Experimentation implies an openness to submit your questions to practical tests. Up to a point, this is a good thing. But a danger, often discussed as far back as Patanjali’s Yoga Sutras, creeps in quite early: such experimenters can get too caught up in having altered experiences and in acquiring certain great powers (or siddhis). Experimenters, when guided purely by an interest in performing experiments and not the higher aim of knowledge or love, too readily succumb to what Trungpa Rinpoche called “spiritual materialism.”
In contrast with experimenters, lovers of knowledge are guided, from beginning to end, by Absolute Knowledge. Accordingly, the path is laid out by inquiry, an inquiry into who or what they really are. Experiments will be undertaken as needed but solely with a view to realizing the essential understanding of their very being. It is the longing for knowledge that lights the way.
Similarly, lovers of the sacred, who are more aesthetically and affectively inclined, set their hearts on God, the God that resides in the very depths of their being. And so, more and more they surrender their sense of separation to wholeness; give up their will to the divine; place all their resistance in the hands of the divine source; relinquish everything and all, becoming at once “impoverished” and “spiritually rich.”

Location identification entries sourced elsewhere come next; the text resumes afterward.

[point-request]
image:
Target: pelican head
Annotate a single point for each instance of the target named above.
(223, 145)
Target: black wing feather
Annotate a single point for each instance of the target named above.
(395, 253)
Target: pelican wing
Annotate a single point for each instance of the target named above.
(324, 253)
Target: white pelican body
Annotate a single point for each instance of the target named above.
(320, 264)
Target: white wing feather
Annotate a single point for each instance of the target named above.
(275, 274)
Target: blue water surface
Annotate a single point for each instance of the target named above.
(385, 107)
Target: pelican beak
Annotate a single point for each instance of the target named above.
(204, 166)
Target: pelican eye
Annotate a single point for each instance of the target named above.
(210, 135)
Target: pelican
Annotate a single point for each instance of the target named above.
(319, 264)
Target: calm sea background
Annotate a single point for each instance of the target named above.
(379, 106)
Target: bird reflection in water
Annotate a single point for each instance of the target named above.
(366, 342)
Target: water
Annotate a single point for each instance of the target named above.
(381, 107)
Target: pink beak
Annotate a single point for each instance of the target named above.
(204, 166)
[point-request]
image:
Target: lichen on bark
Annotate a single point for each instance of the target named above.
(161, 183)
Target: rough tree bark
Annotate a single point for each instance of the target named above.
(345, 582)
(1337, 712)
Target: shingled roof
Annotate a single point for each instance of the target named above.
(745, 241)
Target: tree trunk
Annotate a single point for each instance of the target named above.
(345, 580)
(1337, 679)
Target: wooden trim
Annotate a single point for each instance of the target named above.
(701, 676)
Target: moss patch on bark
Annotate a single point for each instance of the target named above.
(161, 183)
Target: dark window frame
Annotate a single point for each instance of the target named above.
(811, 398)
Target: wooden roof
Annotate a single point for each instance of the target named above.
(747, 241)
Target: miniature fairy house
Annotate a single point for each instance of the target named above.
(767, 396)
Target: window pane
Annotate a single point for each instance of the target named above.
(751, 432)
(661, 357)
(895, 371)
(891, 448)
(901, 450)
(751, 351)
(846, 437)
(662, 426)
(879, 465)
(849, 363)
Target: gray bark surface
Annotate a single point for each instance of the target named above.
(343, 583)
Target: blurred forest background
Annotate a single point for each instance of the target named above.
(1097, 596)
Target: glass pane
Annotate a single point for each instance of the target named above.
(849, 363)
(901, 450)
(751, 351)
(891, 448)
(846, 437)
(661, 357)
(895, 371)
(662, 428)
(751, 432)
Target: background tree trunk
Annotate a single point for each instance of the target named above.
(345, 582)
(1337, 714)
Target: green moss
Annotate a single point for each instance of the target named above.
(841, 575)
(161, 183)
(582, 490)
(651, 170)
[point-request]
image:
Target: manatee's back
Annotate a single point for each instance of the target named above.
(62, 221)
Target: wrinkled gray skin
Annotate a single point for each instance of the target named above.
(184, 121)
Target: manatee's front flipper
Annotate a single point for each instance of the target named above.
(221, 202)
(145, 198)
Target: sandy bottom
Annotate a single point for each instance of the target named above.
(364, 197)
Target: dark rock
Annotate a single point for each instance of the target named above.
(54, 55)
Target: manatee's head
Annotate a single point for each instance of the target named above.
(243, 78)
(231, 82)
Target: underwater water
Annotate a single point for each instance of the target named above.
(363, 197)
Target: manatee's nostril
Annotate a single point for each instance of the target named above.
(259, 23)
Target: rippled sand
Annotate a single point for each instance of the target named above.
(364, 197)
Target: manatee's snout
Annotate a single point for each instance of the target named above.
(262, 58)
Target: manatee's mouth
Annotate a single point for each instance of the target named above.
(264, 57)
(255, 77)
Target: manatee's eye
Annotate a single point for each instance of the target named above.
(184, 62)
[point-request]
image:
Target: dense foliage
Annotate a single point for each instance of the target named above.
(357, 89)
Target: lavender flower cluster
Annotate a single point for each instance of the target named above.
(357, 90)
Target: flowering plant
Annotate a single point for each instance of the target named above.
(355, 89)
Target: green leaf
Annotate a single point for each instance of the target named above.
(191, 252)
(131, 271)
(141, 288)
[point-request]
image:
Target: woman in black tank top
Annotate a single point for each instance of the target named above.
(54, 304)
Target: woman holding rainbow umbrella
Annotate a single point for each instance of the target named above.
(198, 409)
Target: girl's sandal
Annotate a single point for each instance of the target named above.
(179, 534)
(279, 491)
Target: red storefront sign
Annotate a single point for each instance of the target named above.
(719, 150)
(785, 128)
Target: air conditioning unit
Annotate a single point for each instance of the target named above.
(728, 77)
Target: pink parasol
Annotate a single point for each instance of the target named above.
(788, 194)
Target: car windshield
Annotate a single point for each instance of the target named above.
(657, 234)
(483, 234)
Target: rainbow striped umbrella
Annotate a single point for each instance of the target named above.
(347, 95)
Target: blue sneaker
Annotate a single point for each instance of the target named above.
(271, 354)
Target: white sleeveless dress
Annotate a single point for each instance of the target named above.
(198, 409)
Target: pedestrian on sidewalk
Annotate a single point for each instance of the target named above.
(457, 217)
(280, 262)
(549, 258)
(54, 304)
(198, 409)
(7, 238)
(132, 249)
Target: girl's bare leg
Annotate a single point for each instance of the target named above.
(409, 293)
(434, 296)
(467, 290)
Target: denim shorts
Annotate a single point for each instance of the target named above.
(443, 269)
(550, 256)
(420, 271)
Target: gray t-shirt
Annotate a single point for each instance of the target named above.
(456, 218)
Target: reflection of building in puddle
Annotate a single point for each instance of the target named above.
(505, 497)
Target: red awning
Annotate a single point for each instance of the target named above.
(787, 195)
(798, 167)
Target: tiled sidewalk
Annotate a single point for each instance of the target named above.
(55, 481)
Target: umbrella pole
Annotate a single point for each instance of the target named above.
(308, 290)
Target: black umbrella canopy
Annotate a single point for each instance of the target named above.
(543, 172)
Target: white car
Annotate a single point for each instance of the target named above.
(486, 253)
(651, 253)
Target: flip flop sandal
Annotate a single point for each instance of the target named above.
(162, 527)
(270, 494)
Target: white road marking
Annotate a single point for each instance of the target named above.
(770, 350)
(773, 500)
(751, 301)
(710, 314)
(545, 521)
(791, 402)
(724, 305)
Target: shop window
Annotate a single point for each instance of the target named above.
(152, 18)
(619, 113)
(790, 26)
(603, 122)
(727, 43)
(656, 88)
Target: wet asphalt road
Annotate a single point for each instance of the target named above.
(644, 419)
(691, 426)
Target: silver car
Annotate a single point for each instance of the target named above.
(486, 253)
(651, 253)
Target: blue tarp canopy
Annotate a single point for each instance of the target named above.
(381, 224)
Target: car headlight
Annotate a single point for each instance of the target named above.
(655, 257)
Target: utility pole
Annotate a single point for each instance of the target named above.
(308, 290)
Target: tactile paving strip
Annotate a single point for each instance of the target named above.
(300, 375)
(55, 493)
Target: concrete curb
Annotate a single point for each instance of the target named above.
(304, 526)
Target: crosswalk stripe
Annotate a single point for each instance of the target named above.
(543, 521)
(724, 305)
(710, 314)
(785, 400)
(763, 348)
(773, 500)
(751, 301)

There is a twist, and Ramana Maharshi is not the only one to voice it: to know is to surrender, to surrender to know. For this reason, those disposed to knowledge will also need to dive deep into areas–like the intricacies of the body, the intensity of stuck emotions, and the vagaries of sexuality–that could otherwise seem foreign. And heart-centric ones will need to sharpen their intellectual understanding while also finding out what the “I” that is inclined to love truly is. Both legitimate spiritual temperaments, then, will have, in the end, to converge on unity: the unity of higher reason and the heart, of deep inquiry and utter intimacy, of clarity and sweetness, of Truth and God.
The philosopher must be none other than the poet, both being blessed by the highest–and only–love.